Suppress Write-Verbose When Calling A function in PowerShell

In a project for one of my recent Pluralsight courses, “Everyday PowerShell for Developers on Linux, macOS, and Windows“, I had created some functions in my DataFabricator module. Some of these called many child functions.

I wanted to be able to call the parent function using Verbose in order to track progress. As you may be aware though, when you call a parent function using Verbose, it carries down to all of the functions it calls. This caused a large volume of verbose messages making it difficult to find the information I wanted. Hence I needed to suppress verbose in the called functions.

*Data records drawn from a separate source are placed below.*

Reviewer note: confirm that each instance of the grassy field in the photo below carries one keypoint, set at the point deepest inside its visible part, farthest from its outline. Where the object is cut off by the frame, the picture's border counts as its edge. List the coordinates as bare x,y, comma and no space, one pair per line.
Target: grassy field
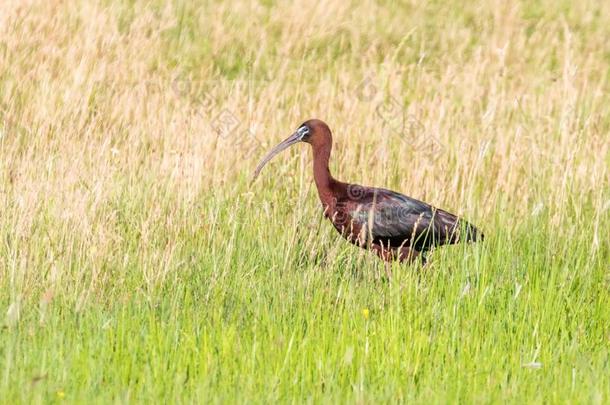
139,264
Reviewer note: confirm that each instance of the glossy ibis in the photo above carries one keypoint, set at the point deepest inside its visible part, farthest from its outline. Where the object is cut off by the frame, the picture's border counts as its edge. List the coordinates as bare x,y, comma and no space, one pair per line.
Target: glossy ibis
393,225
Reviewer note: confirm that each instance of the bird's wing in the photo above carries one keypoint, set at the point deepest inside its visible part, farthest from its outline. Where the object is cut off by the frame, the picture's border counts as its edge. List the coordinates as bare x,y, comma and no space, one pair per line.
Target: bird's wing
391,216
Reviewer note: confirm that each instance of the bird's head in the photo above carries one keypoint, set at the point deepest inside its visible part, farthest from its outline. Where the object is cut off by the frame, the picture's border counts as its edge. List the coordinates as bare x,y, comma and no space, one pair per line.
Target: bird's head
314,132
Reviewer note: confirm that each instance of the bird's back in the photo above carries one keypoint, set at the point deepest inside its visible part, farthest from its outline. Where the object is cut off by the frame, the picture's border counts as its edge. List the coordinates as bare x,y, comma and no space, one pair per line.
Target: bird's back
393,219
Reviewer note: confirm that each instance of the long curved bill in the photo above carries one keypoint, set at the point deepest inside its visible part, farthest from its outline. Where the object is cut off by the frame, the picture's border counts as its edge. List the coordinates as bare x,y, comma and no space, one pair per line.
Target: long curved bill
291,140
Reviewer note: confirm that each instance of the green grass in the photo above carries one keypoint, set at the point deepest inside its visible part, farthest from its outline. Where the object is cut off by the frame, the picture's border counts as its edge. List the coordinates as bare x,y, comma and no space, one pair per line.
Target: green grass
138,263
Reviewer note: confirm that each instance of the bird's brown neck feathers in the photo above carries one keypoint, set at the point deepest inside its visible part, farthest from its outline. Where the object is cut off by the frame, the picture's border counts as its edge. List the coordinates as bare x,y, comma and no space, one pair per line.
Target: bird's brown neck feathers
328,187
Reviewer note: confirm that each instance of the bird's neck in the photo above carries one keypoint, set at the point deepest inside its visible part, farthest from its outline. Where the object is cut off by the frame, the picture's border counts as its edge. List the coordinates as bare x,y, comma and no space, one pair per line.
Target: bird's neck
325,182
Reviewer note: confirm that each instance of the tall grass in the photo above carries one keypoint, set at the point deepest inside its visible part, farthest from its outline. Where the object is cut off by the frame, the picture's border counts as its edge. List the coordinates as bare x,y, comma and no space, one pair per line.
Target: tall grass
138,263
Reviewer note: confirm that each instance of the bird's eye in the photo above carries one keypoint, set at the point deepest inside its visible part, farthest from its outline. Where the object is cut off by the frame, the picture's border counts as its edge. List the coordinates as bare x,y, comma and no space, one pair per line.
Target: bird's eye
303,132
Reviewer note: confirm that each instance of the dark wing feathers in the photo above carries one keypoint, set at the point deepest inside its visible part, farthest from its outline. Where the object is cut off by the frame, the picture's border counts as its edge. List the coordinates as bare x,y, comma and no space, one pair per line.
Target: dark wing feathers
395,219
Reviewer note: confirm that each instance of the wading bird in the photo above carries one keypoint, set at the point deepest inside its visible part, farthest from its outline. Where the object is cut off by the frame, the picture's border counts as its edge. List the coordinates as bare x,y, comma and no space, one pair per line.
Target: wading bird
393,225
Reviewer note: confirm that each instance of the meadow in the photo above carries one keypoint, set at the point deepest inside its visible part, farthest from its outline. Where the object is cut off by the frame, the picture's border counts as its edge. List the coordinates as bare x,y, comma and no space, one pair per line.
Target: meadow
138,263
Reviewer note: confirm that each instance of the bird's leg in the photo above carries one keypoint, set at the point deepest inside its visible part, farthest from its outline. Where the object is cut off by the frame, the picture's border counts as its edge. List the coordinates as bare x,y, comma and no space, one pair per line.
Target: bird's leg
387,255
408,255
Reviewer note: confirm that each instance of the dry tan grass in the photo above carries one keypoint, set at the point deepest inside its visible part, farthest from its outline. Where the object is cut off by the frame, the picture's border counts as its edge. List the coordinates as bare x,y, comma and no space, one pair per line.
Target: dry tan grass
97,97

Let’s see how. First let’s create two simple functions that don’t suppress verbose messages.

function Parent1()
{
  [CmdletBinding()]
  param()

  Write-Verbose "Verbose: Parent1"
  Write-Host "Parent1"
  Child1
}

function Child1()
{
  [CmdletBinding()]
  param()

  Write-Verbose "Verbose: Child1"
  Write-Host "Child1"
}

When we call the parent function with the verbose switch, we get the expected output.

Parent1 -Verbose

VERBOSE: Verbose: Parent1
Parent1
VERBOSE: Verbose: Child1
Child1

Now let’s create an alternate version of the parent function. To suppress verbose on a called child function, all that is needed is to add the verbose switch, but followed by a colon and a $false.

function Parent2()
{
  [CmdletBinding()]
  param()

  Write-Verbose "Verbose: Parent2"
  Write-Host "Parent2"
  Child1 -Verbose:$false
}

Here is the output when we call the new Parent2.

Parent2 -Verbose

VERBOSE: Verbose: Parent2
Parent2
Child1

As you can see, the verbose statements in the Child1 function do not trigger. All that was needed was to add “-Verbose:$false” as a switch when calling Child2.

And that’s all there is to it, using this simple technique you can suppress verbose messages when calling a child function, whether verbose was used to call the parent or not.